Australian Cardinal George Pell leaves the Melbourne Magistrates Court Oct. 6. (CNS/Mark Dadswell, Reuters)
Australian Cardinal George Pell reportedly has been found guilty on five charges related to serious sexual misconduct involving two boys at St. Patrick's Cathedral in Melbourne in the 1990s.
The trial, the specific charges, the testimony and almost all other details involving the accusations against the 77-year-old cardinal are covered by a court-issued "super injunction," which forbids all media in Australia from reporting on it.
Pell is expected to appeal the conviction.
Sources said Pell pleaded not guilty to all charges but was found guilty Dec. 11 by a jury of 12 people, who delivered a unanimous verdict, as required by Victoria state statutes; the jury had deliberated for more than three days.
The trial took place before Judge Peter Kidd of the County Court of the State of Victoria; it was one of two trials Pell is reportedly facing on accusations of abuse that allegedly occurred in the 1970s and in the 1990s.
Following a monthlong pretrial hearing in May, the court ordered Pell to stand trial on multiple charges of sexual abuse of minors, charges the cardinal consistently denied. The trial was split in two: one for the events in Melbourne in 1990s and one for the events in Ballarat in 1970s.
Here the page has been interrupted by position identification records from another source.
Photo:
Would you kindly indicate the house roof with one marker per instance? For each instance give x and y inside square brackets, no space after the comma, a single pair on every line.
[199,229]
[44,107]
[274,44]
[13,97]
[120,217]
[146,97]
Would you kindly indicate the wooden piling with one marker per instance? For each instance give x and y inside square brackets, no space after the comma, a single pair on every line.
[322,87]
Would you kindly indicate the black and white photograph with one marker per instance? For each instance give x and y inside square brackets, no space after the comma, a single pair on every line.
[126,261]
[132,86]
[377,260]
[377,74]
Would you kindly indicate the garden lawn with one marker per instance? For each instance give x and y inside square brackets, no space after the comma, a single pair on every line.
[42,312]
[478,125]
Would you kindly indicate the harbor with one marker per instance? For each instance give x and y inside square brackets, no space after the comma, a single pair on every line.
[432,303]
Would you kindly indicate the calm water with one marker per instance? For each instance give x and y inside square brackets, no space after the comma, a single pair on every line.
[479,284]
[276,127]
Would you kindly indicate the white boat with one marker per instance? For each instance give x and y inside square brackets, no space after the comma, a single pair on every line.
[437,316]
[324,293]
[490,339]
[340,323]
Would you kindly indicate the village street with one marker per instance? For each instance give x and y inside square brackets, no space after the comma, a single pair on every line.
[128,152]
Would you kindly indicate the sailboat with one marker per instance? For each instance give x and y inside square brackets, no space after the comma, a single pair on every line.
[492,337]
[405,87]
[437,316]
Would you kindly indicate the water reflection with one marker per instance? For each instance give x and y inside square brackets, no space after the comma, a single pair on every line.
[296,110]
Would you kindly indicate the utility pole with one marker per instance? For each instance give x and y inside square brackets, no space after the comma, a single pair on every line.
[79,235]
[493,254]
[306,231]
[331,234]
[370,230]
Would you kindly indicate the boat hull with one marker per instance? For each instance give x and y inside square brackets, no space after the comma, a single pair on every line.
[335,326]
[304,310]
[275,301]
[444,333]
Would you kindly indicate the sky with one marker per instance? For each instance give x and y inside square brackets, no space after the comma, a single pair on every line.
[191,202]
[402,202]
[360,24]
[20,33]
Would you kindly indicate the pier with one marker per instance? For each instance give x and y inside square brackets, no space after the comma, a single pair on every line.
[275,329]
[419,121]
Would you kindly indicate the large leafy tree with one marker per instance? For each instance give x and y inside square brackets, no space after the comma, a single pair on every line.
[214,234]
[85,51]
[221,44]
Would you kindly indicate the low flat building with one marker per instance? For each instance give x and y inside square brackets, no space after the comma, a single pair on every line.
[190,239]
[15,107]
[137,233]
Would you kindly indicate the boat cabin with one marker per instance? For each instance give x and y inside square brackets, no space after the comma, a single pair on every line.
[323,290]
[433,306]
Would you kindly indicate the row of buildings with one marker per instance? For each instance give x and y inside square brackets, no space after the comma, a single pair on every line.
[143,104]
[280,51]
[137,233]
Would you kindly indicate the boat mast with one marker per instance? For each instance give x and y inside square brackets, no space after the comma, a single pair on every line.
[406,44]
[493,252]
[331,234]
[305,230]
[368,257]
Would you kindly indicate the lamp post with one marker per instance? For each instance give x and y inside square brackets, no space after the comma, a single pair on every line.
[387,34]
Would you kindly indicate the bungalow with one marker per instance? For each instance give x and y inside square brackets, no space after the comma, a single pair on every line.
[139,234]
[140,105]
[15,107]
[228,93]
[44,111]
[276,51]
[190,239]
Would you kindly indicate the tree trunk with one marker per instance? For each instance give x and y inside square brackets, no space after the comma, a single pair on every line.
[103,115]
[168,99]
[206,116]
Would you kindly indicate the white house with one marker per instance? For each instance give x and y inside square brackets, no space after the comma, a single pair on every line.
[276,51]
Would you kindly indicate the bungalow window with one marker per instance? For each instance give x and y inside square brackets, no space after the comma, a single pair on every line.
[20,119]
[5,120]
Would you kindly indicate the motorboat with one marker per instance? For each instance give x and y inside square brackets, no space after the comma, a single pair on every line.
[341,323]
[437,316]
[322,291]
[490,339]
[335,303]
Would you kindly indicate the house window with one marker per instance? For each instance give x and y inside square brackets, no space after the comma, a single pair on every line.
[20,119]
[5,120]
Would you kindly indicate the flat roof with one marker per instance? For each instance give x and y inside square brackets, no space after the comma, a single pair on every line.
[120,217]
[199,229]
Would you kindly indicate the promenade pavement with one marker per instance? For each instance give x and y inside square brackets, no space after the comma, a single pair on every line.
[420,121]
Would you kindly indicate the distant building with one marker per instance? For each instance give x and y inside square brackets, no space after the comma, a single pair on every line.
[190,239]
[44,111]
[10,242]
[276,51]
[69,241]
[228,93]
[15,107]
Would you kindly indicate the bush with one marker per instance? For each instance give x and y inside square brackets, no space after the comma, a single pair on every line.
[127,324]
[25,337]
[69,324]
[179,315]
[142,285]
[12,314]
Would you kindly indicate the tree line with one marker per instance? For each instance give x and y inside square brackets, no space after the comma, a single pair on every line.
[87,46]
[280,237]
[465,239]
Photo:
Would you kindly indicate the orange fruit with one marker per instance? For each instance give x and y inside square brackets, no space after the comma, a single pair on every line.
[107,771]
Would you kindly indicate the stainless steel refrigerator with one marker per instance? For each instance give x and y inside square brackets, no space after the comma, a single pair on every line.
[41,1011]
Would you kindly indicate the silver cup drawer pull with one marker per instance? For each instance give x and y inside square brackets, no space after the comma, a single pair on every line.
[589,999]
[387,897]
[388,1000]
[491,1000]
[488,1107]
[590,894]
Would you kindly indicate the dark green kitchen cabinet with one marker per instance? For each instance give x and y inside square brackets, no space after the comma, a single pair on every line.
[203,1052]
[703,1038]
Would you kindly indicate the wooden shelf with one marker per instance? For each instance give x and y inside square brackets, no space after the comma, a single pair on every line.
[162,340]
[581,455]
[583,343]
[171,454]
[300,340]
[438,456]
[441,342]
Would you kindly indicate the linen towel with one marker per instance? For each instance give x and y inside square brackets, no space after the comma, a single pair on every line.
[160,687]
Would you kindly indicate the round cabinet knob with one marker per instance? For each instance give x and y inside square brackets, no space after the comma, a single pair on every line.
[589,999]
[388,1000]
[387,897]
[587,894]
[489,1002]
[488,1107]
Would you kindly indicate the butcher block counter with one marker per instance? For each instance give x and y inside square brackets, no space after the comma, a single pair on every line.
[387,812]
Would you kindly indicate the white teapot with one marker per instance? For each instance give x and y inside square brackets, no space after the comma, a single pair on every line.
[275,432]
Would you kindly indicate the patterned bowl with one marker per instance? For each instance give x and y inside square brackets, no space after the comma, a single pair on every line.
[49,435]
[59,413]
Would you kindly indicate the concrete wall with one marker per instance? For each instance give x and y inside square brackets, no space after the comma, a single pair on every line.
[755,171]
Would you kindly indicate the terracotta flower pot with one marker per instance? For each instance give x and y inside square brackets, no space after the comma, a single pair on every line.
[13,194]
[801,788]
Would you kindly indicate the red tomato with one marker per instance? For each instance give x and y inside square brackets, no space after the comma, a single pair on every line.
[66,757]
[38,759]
The first trial, for the Melbourne events, began in August, but resulted in a hung jury, sources said.
One of the alleged survivors has died since the events and the other gave evidence via video link to the court. Neither has been named.
Lawyers for Pell, led by Robert Richter, are understood to have indicated they will appeal, but that would take place after the cardinal is sentenced in February. The second trial, focusing on the alleged events in Ballarat, reportedly will begin in March.
Catholic News Service was told that Australian media organizations are petitioning the court to release details of the trial and verdict. The court had issued the gag order to "prevent a real and substantial risk of prejudice to the proper administration of justice."
Although some of the initial charges brought by prosecutors were dismissed, including what Pell's lawyer described as the most "vile," Magistrate Belinda Wallington announced May 1 that she believed there was enough evidence presented in connection with about half the original charges to warrant a full trial.
Pell was appointed head of the Vatican Secretariat for the Economy by Pope Francis in 2014 but took a leave of absence from his position in mid-2017 to face the charges. His lawyer told the court May 1 that he had already surrendered his passport.
Before leaving Rome, Pell had told reporters at a Vatican news conference, "I'm innocent of these charges. They are false. The whole idea of sexual abuse is abhorrent to me.
"These matters have been under investigation now for two years," Pell told the press. "There's been relentless character assassination, a relentless character assassination."
Following his time as archbishop of Melbourne, 1996-2001, Pell was named archbishop of Sydney in 2001. He was made a cardinal by St. John Paul II in 2003 and is, at present, the only Australian cardinal.
Pell has been an important and, at times, polarizing figure in Australia. Supporters say his opposition to abortion and gay marriage have made him many enemies, and they believe that while he was archbishop of Melbourne he was the first bishop in the country to proactively address the clergy sex abuse issue.